See implementations in:

• geogram: http://alice.loria.fr/software/geogram/doc/html/classGEO_1_1Delaunay3d.html
• CGAL: http://doc.cgal.org/latest/Triangulation_3/index.html#Triangulation_3Delaunay

Answer 2

I think you are making life difficult for yourself by trying to define the complete mathematics of geometries that contain points at infinite distance away.
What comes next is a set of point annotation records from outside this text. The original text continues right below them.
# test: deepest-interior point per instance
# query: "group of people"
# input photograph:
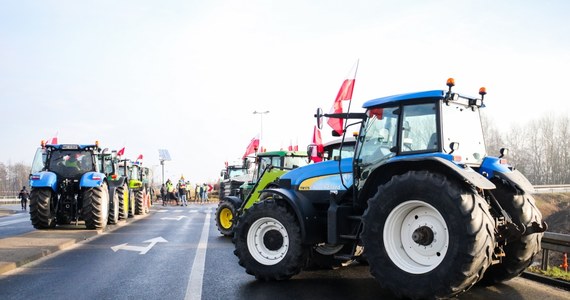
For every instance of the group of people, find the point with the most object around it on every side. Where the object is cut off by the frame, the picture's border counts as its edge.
(182, 192)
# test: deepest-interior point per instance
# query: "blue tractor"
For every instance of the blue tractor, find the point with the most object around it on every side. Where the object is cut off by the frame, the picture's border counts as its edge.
(68, 184)
(420, 202)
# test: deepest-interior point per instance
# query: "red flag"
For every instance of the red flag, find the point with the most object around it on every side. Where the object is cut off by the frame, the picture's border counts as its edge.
(345, 93)
(252, 147)
(52, 141)
(316, 155)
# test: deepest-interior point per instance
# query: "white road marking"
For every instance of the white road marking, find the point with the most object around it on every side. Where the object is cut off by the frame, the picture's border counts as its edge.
(16, 221)
(174, 218)
(194, 287)
(140, 249)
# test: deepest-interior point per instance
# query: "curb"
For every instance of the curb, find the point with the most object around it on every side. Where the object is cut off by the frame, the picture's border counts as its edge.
(18, 251)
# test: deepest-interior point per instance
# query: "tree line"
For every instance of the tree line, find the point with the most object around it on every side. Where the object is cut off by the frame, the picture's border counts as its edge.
(13, 177)
(540, 149)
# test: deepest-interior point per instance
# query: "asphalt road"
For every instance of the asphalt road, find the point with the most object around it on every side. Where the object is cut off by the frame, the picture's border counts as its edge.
(177, 253)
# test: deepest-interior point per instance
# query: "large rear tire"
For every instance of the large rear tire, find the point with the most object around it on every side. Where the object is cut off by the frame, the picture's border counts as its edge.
(519, 253)
(268, 242)
(139, 203)
(421, 227)
(114, 207)
(123, 194)
(96, 206)
(226, 217)
(42, 210)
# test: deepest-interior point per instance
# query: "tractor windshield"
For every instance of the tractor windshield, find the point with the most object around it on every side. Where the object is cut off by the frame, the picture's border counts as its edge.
(69, 164)
(378, 135)
(462, 124)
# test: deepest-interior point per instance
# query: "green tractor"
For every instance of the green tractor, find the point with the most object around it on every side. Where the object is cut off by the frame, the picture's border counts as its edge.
(110, 167)
(123, 190)
(140, 203)
(270, 166)
(233, 177)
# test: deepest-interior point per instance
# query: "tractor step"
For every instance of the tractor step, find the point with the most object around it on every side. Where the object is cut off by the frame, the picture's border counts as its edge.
(349, 236)
(344, 257)
(355, 218)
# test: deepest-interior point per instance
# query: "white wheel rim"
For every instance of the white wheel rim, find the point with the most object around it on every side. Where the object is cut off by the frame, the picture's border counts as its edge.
(256, 241)
(409, 255)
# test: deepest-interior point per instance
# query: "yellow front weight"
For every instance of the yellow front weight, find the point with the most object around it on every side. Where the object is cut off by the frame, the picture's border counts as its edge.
(226, 217)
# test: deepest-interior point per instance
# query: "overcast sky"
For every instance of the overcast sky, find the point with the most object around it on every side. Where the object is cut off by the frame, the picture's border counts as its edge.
(187, 75)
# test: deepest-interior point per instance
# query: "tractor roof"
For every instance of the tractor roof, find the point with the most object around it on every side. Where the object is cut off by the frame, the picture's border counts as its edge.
(72, 147)
(282, 153)
(435, 94)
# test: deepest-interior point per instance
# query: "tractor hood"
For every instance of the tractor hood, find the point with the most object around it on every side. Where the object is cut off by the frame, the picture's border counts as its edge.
(323, 175)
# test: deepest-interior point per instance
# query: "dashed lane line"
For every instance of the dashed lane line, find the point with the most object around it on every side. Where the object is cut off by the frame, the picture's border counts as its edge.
(194, 287)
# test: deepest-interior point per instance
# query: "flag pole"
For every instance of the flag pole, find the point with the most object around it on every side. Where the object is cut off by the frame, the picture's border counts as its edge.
(350, 101)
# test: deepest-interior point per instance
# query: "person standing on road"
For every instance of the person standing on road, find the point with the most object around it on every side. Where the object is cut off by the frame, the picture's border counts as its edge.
(24, 195)
(170, 191)
(197, 193)
(201, 191)
(205, 192)
(182, 192)
(163, 194)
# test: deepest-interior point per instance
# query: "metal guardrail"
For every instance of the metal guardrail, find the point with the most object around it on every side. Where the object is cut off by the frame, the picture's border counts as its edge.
(552, 188)
(558, 242)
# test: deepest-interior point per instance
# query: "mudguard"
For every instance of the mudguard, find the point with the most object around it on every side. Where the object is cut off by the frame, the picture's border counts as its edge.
(117, 182)
(44, 179)
(492, 167)
(91, 179)
(235, 201)
(466, 173)
(303, 209)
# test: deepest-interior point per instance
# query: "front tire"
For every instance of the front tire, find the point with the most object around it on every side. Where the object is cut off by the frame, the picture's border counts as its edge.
(42, 212)
(123, 194)
(139, 203)
(268, 242)
(421, 227)
(519, 253)
(226, 217)
(96, 206)
(114, 207)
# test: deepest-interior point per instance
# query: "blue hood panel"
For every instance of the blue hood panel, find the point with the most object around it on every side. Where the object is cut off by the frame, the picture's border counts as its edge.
(321, 176)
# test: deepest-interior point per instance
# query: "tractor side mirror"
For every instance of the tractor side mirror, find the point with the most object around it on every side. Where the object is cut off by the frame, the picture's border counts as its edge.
(319, 116)
(503, 152)
(310, 149)
(453, 146)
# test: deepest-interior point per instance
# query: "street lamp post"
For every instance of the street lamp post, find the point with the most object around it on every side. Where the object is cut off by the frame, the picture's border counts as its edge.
(260, 113)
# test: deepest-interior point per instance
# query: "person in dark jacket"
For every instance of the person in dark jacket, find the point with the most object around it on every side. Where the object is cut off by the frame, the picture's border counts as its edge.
(24, 196)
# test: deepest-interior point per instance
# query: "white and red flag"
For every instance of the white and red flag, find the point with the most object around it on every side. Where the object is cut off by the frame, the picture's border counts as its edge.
(252, 147)
(345, 93)
(53, 140)
(318, 142)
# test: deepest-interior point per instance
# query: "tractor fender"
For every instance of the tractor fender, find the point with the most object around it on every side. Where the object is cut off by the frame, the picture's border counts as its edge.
(117, 182)
(44, 179)
(433, 163)
(235, 201)
(492, 167)
(92, 179)
(304, 211)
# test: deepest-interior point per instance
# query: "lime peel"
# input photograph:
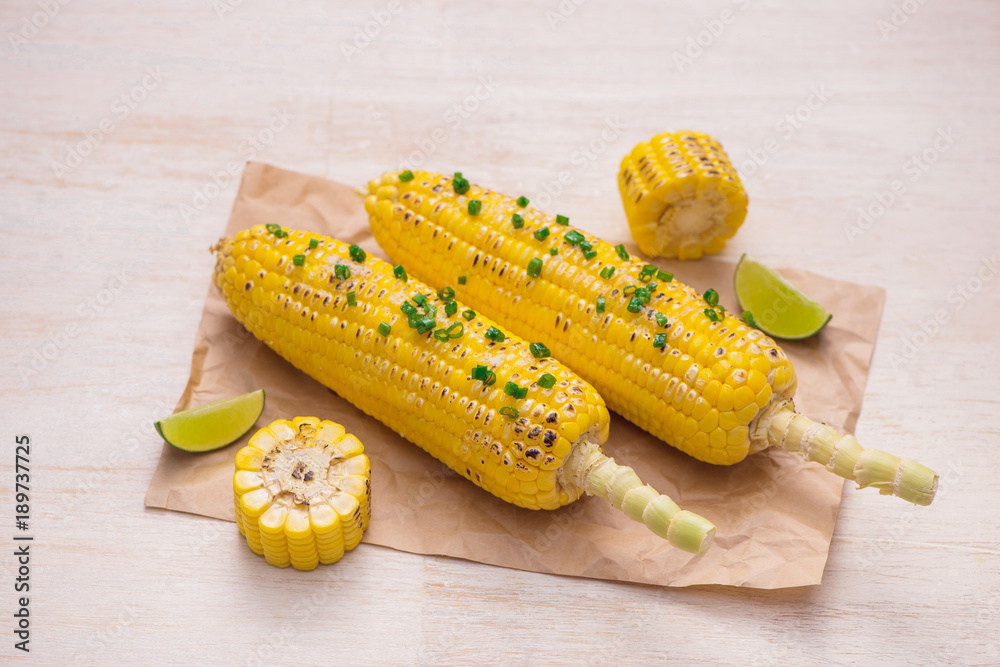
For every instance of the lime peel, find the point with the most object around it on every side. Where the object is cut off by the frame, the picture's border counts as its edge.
(212, 426)
(776, 307)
This isn't necessary for the purposes of your original problem of calculating the Delaunay triangulation accurately.

I wrote a Delaunay generator in Java a while ago and it is available here: http://open.trickl.com/trickl-graph/index.html

See http://open.trickl.com/trickl-graph/apidocs/index.html and in particular:

    // Check if fourth point is within the circumcircle defined by the first three
   private boolean isWithinCircumcircle(PlanarGraph<V, E> graph, V first,
           V second,
           V third,
           V fourth) {
      // Treat the boundary as if infinitely far away
      Coordinate p = vertexToCoordinate.get(fourth);
      if (PlanarGraphs.isVertexBoundary(graph, first)) {
         return isLeftOf(third, second, p);
      } else if (PlanarGraphs.isVertexBoundary(graph, second)) {
         return isLeftOf(first, third, p);
      } else if (PlanarGraphs.isVertexBoundary(graph, third)) {
         return isLeftOf(second, first, p);
      } else if (PlanarGraphs.isVertexBoundary(graph, fourth)) {
         return false;
      }

      Coordinate a = vertexToCoordinate.get(first);
      Coordinate b = vertexToCoordinate.get(second);
      Coordinate c = vertexToCoordinate.get(third);

      boolean within = (a.x * a.x + a.y * a.y) * getDblOrientedTriangleArea(b, c, p)
              - (b.x * b.x + b.y * b.y) * getDblOrientedTriangleArea(a, c, p)
              + (c.x * c.x + c.y * c.y) * getDblOrientedTriangleArea(a, b, p)
              - (p.x * p.x + p.y * p.y) * getDblOrientedTriangleArea(a, b, c) > 0;

      return within;
   }

Here, the boundary points are explicitly checked for when checking the circumcircle condition, so they can effectively be treated as "infinitely" away. This is much easier than figuring out all the geometrical implications than you describe.